The Specialness of Us

Auguste Rodin, ‘The Thinker’, 1880.

You’d probably agree that as a species, humans are special. But if you’re asked why we are special, what would you say? Most people have never thought about this in a deep way. In this post, I will try to provide an answer based on science.

The Language Facility

I would argue that we are special because we can plan the future. Sure, the future is fraught with uncertainty. But if anything, this is why we plan, whether consciously or subconsciously. We save up for rainy days, we invest our time in education, we purchase insurance, we ponder about what the future holds when we retire and plan for it one way or another. No other animals engage in planning, at least not to the extent that we do.

Why does complex planning make us special? Because it requires us to run simulations in our heads, which amount to thought experiments of actions without the need for sensory input and without generating output responses. In short, we plan in a remarkably abstract way.

I argue that it is this complex, abstract form of planning that makes us special. Not only is it unique in the animal kingdom, but it also requires the facility of a well-developed language that we and only we possess. By well-developed language, I mean a language system with all the richness of a grammatical structure.

Why is grammar so pivotal for humans? Anyone who have traveled abroad knows that to communicate basic needs or ask for directions, you need to know a few referring words, supplemented with hand gestures. But to communicate about things not in the here and now, things more abstract, you need much more. You need to understand how to use grammatical structure. Grammar is essential for verbal utterances to convey ideas more complex than is possible with protolanguage, especially if more than two people are communicating. Grammar is the “killer app” of our species.

In short, what makes us special is that we are blessed with a complex brain that is able to acquire grammar that in turn enables us to plan, to run simulations in our heads about actions without the need for sensory input or generating output responses. In other words, a super-imaginative brain. 

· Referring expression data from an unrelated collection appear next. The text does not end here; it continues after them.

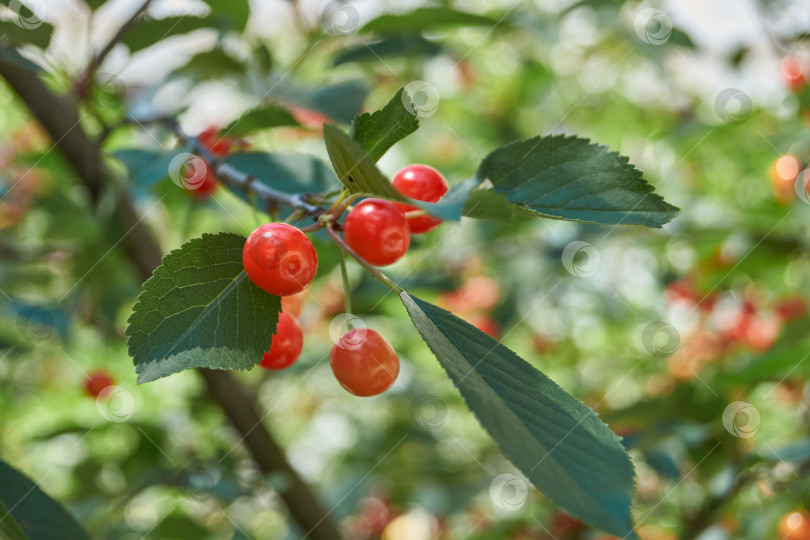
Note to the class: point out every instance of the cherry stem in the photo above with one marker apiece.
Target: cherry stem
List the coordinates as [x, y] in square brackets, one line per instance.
[229, 174]
[370, 269]
[344, 204]
[347, 293]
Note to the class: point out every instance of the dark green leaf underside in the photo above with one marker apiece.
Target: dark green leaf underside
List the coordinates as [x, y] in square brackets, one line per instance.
[358, 174]
[291, 173]
[404, 45]
[262, 117]
[378, 131]
[570, 178]
[36, 514]
[554, 439]
[354, 166]
[199, 309]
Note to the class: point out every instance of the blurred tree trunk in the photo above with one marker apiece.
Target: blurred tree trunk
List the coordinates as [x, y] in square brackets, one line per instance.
[59, 116]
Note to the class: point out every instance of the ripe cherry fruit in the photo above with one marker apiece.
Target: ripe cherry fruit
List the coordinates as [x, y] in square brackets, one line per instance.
[793, 72]
[218, 147]
[364, 363]
[423, 183]
[378, 231]
[794, 526]
[287, 344]
[96, 382]
[279, 259]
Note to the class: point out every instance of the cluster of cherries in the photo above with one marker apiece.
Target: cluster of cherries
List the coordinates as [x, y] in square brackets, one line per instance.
[727, 324]
[280, 259]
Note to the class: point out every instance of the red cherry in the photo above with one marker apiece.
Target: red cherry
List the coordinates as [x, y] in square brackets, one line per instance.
[218, 146]
[206, 187]
[791, 308]
[279, 259]
[423, 183]
[783, 173]
[794, 526]
[96, 382]
[793, 72]
[364, 363]
[286, 346]
[378, 231]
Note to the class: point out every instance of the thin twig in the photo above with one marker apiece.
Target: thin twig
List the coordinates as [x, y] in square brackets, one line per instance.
[236, 178]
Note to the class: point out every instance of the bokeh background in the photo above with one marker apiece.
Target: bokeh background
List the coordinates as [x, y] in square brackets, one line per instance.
[690, 341]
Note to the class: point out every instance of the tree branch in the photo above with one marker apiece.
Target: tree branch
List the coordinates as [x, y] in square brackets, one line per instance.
[59, 115]
[247, 183]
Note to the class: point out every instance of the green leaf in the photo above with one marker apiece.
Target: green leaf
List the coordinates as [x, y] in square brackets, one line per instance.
[39, 516]
[199, 309]
[230, 14]
[358, 174]
[94, 4]
[148, 31]
[380, 130]
[262, 117]
[570, 178]
[354, 166]
[341, 102]
[486, 204]
[291, 173]
[10, 55]
[30, 30]
[426, 18]
[555, 440]
[9, 528]
[210, 65]
[145, 167]
[405, 45]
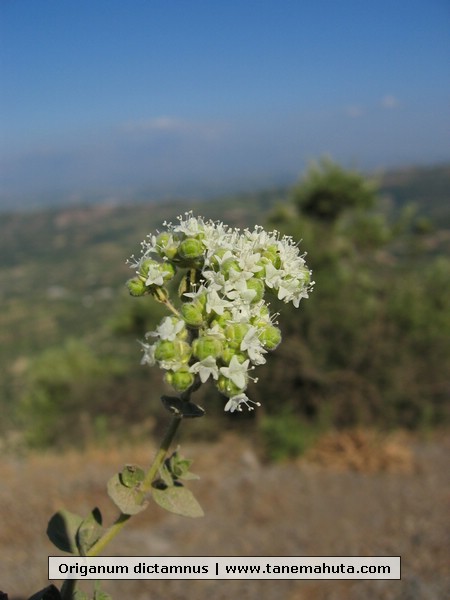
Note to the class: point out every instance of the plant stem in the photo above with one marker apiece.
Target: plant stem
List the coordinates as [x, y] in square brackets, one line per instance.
[68, 589]
[122, 519]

Sophisticated language is one trait particular to humans, and our brains reflect that. Broca’s area, responsible for speech, and Wernicke’s, which is dedicated to understanding spoken language, are proportionally larger in humans than in non-human primates. Image credit:


Mathematics is a Language

What I call a grammatical structure is in fact a descriptive/communicative manifestation of a mental structure for modeling or imagining the world.

Go over this sentence again; it has wonderful implications.

When we think of language, we think of vowels, consonants, sentences etc. But mathematics, the manipulation of abstract symbols, is also a language and a very powerful one at that. It is the way we understand the laws of nature, without which we have no way to grasp abstract concepts like velocity, momentum, relativity, quantum effects and so on. Mathematical thinking is essentially another manifestation of the brain’s simulation ability, but in the realm of the quantitative/relational/logical rather than the descriptive/communicative.

So, the upshot is this: we are special because we possess a complex brain that has a remarkable mental capacity for imaginations, to run simulations in our heads and to manipulate scenarios that are descriptive/communicative (grammar) as well as quantitative/relational/logical. Even more remarkable, brain size isn’t the main thing. We don’t have the highest brain-to-body mass ratio (that honor belongs to the tiny shrew). But we have a brain, whose complexity and sophistication put other animals – even our closest relative, chimps – in the shade.  And that has made all the difference. It has allowed our species to coordinate actions across time and space, it has enabled even average Joe to plan for his retirement decades away, and it has given us a rich vocabulary of mathematics that has powered our science and engineering in dazzling ways.

We are indeed special and we should celebrate the wonder of that fact, as the poet Walt Whitman’s did in his celebrated poem, “Song of Myself.”

“I celebrate myself, and sing myself,
And what I assume you shall assume,
For every atom belonging to me as good belongs to you.

~ from “Song of Myself” in Leaves of Grass.